Im Februar 1979 verstarb meine Mutter ganz plötzlich. Dass mich diese traurige Nachricht tief traf, brauche ich wohl nicht zu beschreiben bei der so engen Beziehung, die ich zu meiner Mutter hatte.


(1) Der Pietismus ist neben der Reformation eine Reformbewegung im kontinentaleuropäischen Protestantismus. Viele soziale Anstalten (Waisenhäuser, Krankenhäuser), die heute vom Staat geführt werden, sind auf den Pietismus zurückzuführen.
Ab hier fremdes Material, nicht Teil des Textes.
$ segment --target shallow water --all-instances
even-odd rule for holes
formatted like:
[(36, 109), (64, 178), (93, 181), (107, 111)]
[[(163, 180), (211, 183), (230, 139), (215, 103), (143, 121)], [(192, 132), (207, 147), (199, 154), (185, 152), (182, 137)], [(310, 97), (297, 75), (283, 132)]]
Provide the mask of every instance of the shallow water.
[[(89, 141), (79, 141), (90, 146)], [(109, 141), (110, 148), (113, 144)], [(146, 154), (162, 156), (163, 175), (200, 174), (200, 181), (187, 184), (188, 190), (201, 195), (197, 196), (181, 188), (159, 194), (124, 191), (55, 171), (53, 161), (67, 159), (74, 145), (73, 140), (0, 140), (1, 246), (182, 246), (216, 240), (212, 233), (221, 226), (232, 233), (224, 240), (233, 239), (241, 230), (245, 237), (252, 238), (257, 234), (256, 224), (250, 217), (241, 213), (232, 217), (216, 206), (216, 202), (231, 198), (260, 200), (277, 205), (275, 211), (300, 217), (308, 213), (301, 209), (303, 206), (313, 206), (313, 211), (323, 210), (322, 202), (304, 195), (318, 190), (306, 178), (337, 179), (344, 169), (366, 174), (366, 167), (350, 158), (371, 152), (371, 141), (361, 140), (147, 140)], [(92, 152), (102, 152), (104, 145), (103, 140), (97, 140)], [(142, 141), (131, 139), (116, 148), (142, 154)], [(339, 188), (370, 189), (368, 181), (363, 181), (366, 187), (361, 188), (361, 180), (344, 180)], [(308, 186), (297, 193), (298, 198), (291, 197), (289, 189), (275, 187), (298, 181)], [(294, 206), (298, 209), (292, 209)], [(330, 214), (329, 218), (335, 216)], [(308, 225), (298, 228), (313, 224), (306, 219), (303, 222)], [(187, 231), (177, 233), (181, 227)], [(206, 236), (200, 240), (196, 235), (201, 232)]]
(2) Der Ochsenziemer ist eine Schlagwaffe, die früher aus einem gedörrten Ochsenpenis hergestellt wurde. Er wurde früher zur Bestrafung von Menschen und Tieren eingesetzt.


(3) Die Schildkröt-Puppen und Spielwaren GmbH mit dem heutigen Sitz in Rauenstein/Thüringen ist der älteste Puppenhersteller (1896). Die „Schildkröte“ als Firmenlogo sollte mit ihrem harten Panzer das neuartige, robuste Material für Spielzeugpuppen, das Zelluloid, symbolisieren.


Auszug aus „Lebensglück mit Dornenstellen“, erzählt von Renate B., aufgeschrieben von Rosi A., Auszug bearbeitet von Achim K.